The interior was indeed spacious, with more leg room than the Ford Falcon or Chevrolet Corvair (albeit with less head room than the Corvair). The interior was also comfortable and nicely styled, not nearly as spartan as many other vehicles of the time. The manual transmission was a close-ratio three-speed, with a long throw, while the automatic had a pushbutton control (with a switch for Park). Gauges and controls were well designed and easy to learn and operate, a triumph in an era where ergonomics was not a household word.
Despite unit-body design - at that time still advanced technology - the Valiant had a very tight feel, with good rigidity and soundproofing. Driving an existing 1960 Valiant is still an amazing experience; acceleration is better on all new cars, but handling is still competent by modern standards, and the ride is surprisingly good, feeling like a larger, newer sedan. The Torsion-Aire suspension was quite advanced, with lengthwise unequal-length control arms and torsion bars up front and the de rigeur leaf springs in back.
Engines and powertrain
At the time, the Valiant's engine was very advanced, and also very new. The slant six was used for the first time in the Valiant, lasting through to the 1980s. The 225 cubic inch version produced more power than the Chevrolet and Ford compacts' engines, while the 170 was competitive and economical. The key to its success was indeed the slant, which allowed room for a modern and efficient intake manifold. 101 horsepower (gross) does not seem like much now, but that was with the stock Carter single-barrel carb, and torque was higher than most 2000 small cars - also, many suggested that it was actually more like 115 horsepower!
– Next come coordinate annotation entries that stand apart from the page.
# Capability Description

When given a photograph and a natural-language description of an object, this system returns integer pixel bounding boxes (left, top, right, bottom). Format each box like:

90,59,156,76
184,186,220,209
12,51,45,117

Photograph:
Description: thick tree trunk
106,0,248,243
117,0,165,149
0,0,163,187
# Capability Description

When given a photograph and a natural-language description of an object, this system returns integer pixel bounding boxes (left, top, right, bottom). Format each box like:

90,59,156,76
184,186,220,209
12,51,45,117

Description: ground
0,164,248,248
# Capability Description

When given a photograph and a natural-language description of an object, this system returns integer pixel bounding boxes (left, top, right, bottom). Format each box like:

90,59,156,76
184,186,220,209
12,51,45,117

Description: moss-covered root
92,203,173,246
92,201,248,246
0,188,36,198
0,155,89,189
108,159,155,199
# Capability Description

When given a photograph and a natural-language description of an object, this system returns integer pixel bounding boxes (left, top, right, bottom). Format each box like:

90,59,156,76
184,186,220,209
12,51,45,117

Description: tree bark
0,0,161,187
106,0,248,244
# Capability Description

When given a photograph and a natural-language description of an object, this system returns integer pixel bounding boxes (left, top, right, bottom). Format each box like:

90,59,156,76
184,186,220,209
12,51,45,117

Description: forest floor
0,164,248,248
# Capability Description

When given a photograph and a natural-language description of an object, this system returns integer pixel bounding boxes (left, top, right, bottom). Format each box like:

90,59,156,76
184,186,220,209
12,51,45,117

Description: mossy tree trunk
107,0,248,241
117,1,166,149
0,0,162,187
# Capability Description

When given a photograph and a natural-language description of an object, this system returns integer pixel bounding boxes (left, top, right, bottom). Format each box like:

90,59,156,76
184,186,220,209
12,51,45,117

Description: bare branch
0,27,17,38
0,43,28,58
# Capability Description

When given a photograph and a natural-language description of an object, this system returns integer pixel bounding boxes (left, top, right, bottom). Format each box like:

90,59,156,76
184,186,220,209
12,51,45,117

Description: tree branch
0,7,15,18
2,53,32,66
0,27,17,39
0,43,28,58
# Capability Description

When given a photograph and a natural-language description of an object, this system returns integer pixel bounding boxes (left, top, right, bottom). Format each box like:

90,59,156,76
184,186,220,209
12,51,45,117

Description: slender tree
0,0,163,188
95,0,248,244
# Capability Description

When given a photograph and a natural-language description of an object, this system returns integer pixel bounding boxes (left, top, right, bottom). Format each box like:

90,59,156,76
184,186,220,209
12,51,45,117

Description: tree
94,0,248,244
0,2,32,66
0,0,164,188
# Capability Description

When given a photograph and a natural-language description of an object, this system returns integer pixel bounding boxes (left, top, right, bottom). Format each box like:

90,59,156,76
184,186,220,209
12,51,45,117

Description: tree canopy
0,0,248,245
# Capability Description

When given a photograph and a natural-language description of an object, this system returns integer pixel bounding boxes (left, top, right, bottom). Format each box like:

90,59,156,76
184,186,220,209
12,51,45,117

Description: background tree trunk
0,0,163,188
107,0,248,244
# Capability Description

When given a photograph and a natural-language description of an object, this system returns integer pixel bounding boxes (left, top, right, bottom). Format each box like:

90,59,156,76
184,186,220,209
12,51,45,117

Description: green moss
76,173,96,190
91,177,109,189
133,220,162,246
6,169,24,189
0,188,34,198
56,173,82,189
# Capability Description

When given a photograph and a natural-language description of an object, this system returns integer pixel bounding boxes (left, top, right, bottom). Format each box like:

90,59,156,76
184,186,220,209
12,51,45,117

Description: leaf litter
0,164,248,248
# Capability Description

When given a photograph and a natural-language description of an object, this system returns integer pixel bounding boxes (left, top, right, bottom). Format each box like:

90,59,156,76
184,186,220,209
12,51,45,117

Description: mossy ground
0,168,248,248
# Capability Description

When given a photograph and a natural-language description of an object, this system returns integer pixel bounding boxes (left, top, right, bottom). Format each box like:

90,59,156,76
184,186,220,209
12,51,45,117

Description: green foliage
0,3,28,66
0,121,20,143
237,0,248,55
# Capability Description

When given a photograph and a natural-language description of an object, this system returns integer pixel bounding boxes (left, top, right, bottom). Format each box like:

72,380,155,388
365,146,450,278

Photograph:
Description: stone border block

With an automatic, zero to sixty times were claimed at 16.7 seconds, though Road and Track reported a 13.9 second time. Chrysler tested two 1961 models, with similar mechanicals, in a four hour endurance run, where they had average speeds of over 95 miles per hour - and gas mileage at those speeds of around 12 mpg. In a later test at 40 mph, they achieved over 30 mpg. (Both cars were taken randomly from the production line.) A Ram-Air, HyperPak equipped, tuned Valiant managed to lap Daytona at over 122 mph, beating the Corvair and Falcon by a large margin. (The Hyper-Pak was offered briefly as a dealer-installed option producting 148 horsepower.)
1960 Valiant Models: V-100 and V-200
- Both available as four door sedan and wagon (two and three seats)
- Colors: silver gray, blue, green, white, black; V-200 also sold in red
V100 used a multi-colored, nylon-faced, acetate-based seat cloth in a free-form block pattern with gray vinyl bolsters; V-200 used a similar materail in a brocade-like pattern with fine metallic threading for highlights and borders of grained vinyl. Interior trim colors on V-200 were coordinated with exterior paint. V100 had rubber mats, V200 had color keyed carpet; trunk mats in both cases were gray rubber.
V100 had one color for seats and door panels, while rear shelf, door garnish molding, and dash metals were color keyed to the body; V200 had blue, green, and red interiors. V-200 used a two-tone steering wheel with bright horn ring, while V-100 was blue-green with a medallion horn button.
Problems with the original Valiants included water leaks and misaligned body panels, which may have consigned many of the first generation to the crusher due to rust. There are still quite a few out there, though.